*nudge nudge wink wink

Something caught my attention in this year’s Economic Survey. One whole chapter was dedicated to something really interesting in an otherwise not so interesting document. (Depends who you are talking to) Anyways, it said-Policy for Homo Sapiens, Not Homo Economicus: Leveraging the Behavioural Economics of “Nudge” . Basically the whole chapter goes on to talk about how various public schemes have successfully employed behavioural insights and how the government plans to continue to use this tool in future public policy.

There are many who are skeptical of the Nudge Theory due to their belief in freedom of choice and rejection of any kind of paternalism. For them the standard is, give as many choices as possible and let people choose what they like best. This way of thinking is in fact flawed on three counts. First being the assumption that almost all people, almost all of the time,
make choices that are in their best interest or at the very least are better
than the choices that would be made by someone else. As much as we like to talk about the rational consumer in economics of models relying on lab like conditions, the real world says differently.

Second is the misconception that paternalism will surely involve coercion or force. The truth is a different arrangement of choices or a new default option can bring desirable changes in public behaviour all the while maintaining unrestricted choices. It will be clearer with an example-One can increase or decrease the consumption of certain foods in a buffet by simply altering the arrangement in which food is served. Here no one is removing anything off of one’s plate yet they eat differently now.

And lastly the notion that people’s choices can’t be influenced. Rather we are subjected to unintentional nudges all the time that a 100% affect our behaviour. With this out of the way I’d like to talk about the choice architecture (the said arrangement of choices) that for the major portion depend on our human inadequacies. Normally the human mind works remarkably. We can recognize people we have not seen in years and run down a flight of stairs without falling. Some of us can speak multiple languages, build supercomputers and come up with game theory. However all of us have biases.

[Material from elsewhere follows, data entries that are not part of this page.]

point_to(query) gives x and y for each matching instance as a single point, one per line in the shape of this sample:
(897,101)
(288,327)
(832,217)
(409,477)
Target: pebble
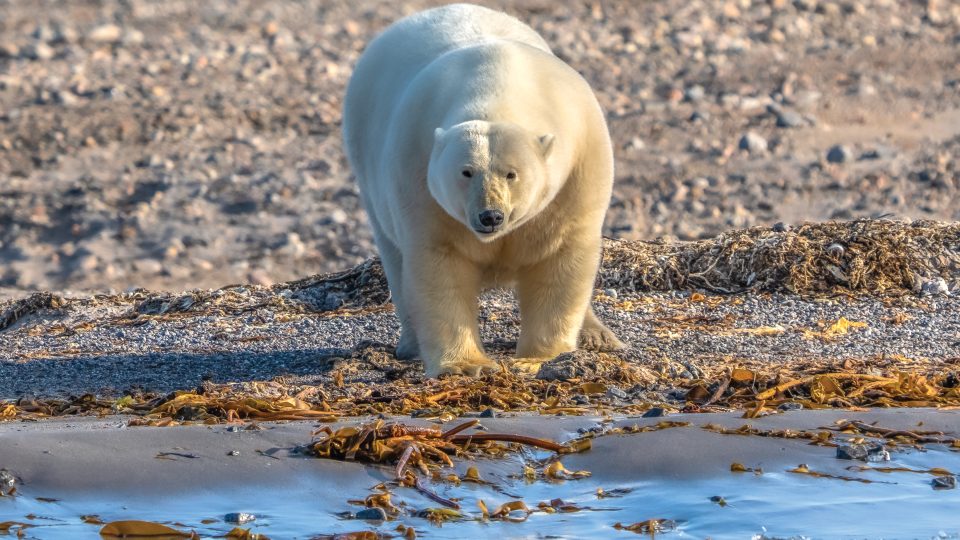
(7,480)
(699,116)
(935,287)
(790,119)
(863,452)
(839,154)
(374,513)
(944,482)
(108,33)
(753,143)
(239,517)
(790,406)
(617,393)
(694,93)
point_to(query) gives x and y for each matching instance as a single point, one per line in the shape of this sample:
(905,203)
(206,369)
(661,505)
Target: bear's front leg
(554,297)
(441,290)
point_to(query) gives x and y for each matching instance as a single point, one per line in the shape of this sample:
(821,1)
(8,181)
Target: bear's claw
(599,338)
(527,365)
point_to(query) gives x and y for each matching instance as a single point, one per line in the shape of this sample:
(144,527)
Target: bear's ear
(546,144)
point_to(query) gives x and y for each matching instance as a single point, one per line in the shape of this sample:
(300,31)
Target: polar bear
(483,160)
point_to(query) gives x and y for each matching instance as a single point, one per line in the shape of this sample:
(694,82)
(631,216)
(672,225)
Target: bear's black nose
(491,218)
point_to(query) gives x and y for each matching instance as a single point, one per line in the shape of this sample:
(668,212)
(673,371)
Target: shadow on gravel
(161,372)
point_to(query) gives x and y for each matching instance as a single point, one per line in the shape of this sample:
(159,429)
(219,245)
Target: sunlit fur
(464,86)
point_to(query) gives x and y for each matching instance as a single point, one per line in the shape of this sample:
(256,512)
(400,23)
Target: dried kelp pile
(865,256)
(573,384)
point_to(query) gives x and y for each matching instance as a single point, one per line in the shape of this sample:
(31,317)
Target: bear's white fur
(459,110)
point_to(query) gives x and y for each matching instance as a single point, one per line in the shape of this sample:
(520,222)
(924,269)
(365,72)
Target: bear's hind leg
(392,262)
(441,289)
(554,298)
(595,336)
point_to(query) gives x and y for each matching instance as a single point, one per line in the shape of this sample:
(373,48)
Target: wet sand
(91,464)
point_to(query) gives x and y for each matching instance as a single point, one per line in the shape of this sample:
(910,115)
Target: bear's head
(492,177)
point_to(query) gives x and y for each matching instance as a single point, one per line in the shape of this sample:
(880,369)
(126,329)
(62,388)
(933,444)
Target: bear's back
(392,60)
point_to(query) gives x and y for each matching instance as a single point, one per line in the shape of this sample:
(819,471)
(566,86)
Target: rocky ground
(178,144)
(330,330)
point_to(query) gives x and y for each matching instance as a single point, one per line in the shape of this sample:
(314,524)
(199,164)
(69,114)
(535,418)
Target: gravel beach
(172,145)
(182,246)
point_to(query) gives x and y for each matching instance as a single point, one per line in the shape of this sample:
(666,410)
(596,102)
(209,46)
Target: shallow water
(774,504)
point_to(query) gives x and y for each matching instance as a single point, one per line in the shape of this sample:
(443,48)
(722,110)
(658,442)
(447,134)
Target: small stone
(694,93)
(877,453)
(7,481)
(615,392)
(699,116)
(239,517)
(9,50)
(571,365)
(863,452)
(790,406)
(753,143)
(857,452)
(37,51)
(839,154)
(935,287)
(790,119)
(107,33)
(880,152)
(945,482)
(372,513)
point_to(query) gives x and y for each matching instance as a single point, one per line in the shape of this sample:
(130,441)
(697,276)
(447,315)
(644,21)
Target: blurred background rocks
(180,144)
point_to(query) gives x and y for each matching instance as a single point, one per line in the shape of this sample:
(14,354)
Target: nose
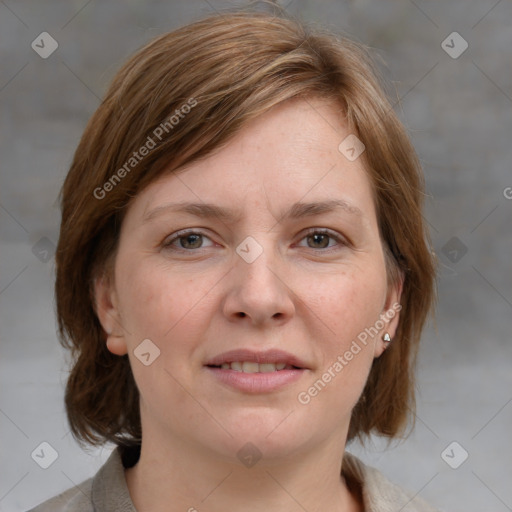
(258,292)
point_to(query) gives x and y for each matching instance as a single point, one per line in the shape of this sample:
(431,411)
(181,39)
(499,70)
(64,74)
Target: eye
(319,239)
(187,241)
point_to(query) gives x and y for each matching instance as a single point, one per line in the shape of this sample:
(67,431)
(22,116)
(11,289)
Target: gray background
(458,111)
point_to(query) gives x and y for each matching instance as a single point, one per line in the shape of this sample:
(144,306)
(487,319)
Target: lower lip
(256,382)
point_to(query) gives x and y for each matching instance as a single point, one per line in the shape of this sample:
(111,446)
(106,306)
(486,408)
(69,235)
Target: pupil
(191,237)
(322,236)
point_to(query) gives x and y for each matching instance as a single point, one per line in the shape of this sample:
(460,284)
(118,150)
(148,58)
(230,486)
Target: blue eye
(321,238)
(193,239)
(189,240)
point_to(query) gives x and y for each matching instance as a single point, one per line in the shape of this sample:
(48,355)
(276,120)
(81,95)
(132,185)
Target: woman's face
(291,273)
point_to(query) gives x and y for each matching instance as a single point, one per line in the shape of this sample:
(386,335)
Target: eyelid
(340,239)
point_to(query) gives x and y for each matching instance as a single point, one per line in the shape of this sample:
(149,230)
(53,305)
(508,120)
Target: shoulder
(107,490)
(379,493)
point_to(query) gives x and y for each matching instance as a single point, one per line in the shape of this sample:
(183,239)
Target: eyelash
(183,234)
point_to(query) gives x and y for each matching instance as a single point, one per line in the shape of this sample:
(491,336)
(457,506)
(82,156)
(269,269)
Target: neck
(182,476)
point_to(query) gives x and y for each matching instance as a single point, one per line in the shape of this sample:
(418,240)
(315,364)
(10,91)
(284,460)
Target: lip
(268,356)
(255,383)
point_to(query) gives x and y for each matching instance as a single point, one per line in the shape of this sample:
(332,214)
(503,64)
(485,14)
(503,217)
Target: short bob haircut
(182,96)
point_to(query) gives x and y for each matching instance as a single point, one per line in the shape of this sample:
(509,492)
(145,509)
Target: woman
(243,274)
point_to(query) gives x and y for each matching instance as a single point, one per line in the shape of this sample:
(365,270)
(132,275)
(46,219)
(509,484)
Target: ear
(390,314)
(108,314)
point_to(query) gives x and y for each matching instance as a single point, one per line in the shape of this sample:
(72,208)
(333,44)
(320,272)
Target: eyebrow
(297,211)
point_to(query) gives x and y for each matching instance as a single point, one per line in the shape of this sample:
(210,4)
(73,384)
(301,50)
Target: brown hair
(229,69)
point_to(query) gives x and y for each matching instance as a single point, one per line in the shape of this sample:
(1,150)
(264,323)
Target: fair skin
(307,295)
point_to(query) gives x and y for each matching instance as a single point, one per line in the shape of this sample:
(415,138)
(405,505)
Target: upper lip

1-Anchors as Nudges- When charities ask you for a donation, they typically offer you a range of options such as ₹100, ₹250, ₹1,000 or “other.” These values are not picked at random. The options influence the amount of money people decide to donate. People will give more if the options are ₹100, ₹250, ₹1,000 than if the options are ₹50, ₹75, ₹100.

2-Availability-This involves a biased assessment of risk. If you have personally experienced a serious earthquake, you’re more likely to believe that an earthquake is likely than if you read about it in a weekly magazine and more likely to buy insurance for it irrespective of the actual risk you face. Nudging towards true probabilities can help.

3-Representativeness- We find patterns even in places where they don’t exist. For instance, cancer clusters. In a population of millions, it is inevitable that certain neighborhoods will see unusually high cancer rates within any one-year period. The resulting “cancer clusters” may be products of random fluctuations.

4-Unrealistic Optimism- Asked to envision your future, you’d say that you are far less likely than others to be fired from a job, to have a heart attack, to be divorced after a few years of marriage, or to have a drinking problem. No chain smoker thinks she/he will contract lung cancer! All of us need help here.

5-Loss Aversion- Losses hurt us more than gains of equal amounts.

6-Status Quo Bias- All of us have a general tendency to stick to our current situation. We rarely change our network provider, our newspaper subscription that renews itself. We love defaults and so these can act as a wonderful nudges in weighty domains like our retirement and insurance plans.

Nudges can seriously help in matters like saving the planet or increasing organ donation. By keeping the default as ‘DONATE’ with a choice of opting out has resulted in more organ donation than if the default was ‘NOT DONATE’ with the choice of opting in to donate.

If you like this sort of stuff I suggest you the amazing book “Nudge-Improving decisions about Health, Wealth and Happiness by Richard H. Thaler and Cass R. Sunstein”.